第11章 淫欲の挙式

 廃教会の礼拝室。
 板が腐ってところどころに穴が開いた床や壁。
 だが、似合わないタキシードを着た不二夫の前にある演壇は新品そのものだ。
 礼拝堂の四隅にはビデオカメラが設置されており、録画中を示す赤いランプがこの場の行く末を見つめんと出歯亀さながらに光っている。

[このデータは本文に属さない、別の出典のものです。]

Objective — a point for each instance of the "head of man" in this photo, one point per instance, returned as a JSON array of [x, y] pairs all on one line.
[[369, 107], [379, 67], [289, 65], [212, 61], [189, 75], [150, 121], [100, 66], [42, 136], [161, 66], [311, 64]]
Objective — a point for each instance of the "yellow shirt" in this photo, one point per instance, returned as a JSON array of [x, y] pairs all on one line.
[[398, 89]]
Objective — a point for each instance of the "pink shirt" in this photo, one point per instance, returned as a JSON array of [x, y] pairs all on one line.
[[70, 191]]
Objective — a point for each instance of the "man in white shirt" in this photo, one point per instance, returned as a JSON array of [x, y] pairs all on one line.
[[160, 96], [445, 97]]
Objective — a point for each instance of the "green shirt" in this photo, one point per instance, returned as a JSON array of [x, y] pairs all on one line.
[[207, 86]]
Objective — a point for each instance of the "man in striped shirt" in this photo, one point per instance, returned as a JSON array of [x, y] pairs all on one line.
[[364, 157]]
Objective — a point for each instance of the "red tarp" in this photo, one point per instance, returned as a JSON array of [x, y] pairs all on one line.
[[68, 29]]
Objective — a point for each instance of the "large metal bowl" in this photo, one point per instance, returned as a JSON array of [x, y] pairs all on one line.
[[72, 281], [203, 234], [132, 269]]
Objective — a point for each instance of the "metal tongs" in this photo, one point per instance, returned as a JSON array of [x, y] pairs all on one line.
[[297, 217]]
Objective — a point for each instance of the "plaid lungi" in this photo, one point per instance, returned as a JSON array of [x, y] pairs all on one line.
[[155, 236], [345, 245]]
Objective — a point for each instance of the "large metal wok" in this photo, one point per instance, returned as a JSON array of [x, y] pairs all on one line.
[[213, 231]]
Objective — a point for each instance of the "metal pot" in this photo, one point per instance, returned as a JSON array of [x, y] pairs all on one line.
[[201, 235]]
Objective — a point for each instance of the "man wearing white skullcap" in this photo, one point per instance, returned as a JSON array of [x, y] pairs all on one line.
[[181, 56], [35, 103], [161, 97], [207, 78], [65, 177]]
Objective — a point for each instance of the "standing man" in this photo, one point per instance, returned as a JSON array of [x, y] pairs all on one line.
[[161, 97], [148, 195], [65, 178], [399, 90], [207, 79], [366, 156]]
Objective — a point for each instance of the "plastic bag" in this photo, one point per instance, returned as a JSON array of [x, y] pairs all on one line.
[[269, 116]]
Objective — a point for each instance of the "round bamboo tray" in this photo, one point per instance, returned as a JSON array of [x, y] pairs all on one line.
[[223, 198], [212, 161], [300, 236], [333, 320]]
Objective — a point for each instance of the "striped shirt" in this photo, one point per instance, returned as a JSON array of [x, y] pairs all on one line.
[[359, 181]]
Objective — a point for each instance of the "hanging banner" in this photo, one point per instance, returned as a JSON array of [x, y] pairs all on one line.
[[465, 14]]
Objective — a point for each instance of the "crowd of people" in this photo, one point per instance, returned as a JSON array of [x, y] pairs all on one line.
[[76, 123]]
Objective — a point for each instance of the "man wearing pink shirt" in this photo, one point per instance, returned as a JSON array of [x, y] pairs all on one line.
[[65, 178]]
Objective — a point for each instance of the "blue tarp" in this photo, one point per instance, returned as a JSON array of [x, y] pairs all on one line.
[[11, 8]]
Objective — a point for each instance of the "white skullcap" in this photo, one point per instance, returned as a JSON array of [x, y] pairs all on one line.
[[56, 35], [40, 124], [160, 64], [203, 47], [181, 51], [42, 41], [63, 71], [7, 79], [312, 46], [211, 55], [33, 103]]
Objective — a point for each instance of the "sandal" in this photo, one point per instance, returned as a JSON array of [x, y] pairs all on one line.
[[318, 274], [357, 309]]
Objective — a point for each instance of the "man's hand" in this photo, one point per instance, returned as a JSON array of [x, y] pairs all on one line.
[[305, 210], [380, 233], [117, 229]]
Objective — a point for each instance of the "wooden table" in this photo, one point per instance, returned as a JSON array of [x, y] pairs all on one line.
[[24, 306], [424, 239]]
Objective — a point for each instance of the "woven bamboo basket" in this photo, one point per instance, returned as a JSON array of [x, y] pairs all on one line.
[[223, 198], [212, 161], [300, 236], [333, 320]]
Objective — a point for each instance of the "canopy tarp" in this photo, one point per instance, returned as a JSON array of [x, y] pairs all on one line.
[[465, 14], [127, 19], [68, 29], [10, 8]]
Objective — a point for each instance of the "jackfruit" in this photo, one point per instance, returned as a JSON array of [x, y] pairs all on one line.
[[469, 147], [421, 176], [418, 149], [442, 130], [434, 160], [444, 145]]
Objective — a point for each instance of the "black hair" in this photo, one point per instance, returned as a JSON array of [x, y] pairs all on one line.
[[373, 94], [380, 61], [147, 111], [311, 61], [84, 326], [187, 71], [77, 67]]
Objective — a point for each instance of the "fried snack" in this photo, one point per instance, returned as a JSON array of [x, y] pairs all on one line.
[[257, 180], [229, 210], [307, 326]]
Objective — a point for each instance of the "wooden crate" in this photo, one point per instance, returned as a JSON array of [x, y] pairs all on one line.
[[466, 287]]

 操と美咲を連れて来た時にはぐちゃぐちゃだった長椅子は、不二夫の手で整然と並べ直されていた。その真ん中に、軽そうだが太い鉄の鎖が不二夫の演壇の上から半開きのチャペルの扉の間に渡されている。
「くふふ、この鎖を引っ張れば俺の夢が叶うんだよな」
 演壇の上の鎖の端を握る不二夫の手は震えていた。それは、三人の奴隷妻に決して見せることのない姿である。
「嬉しいのか、それとも怖いのか不二夫。早くその鎖を引っ張るんだ」
 不二夫は震える手に向かってそう言った。しかしそう自分に言い聞かせているくせに、手はいっこうに動かない。
 懐から錠剤のビンを取り出し、おもむろに蓋を開けて、適当な量を無造作に喉に流し込んだ。薬を飲み下してしまうと、不二夫の手の震えはようやく治まり、彼自身も安堵の溜め息をつく。ビンを額に当てて、演壇の中にしまう。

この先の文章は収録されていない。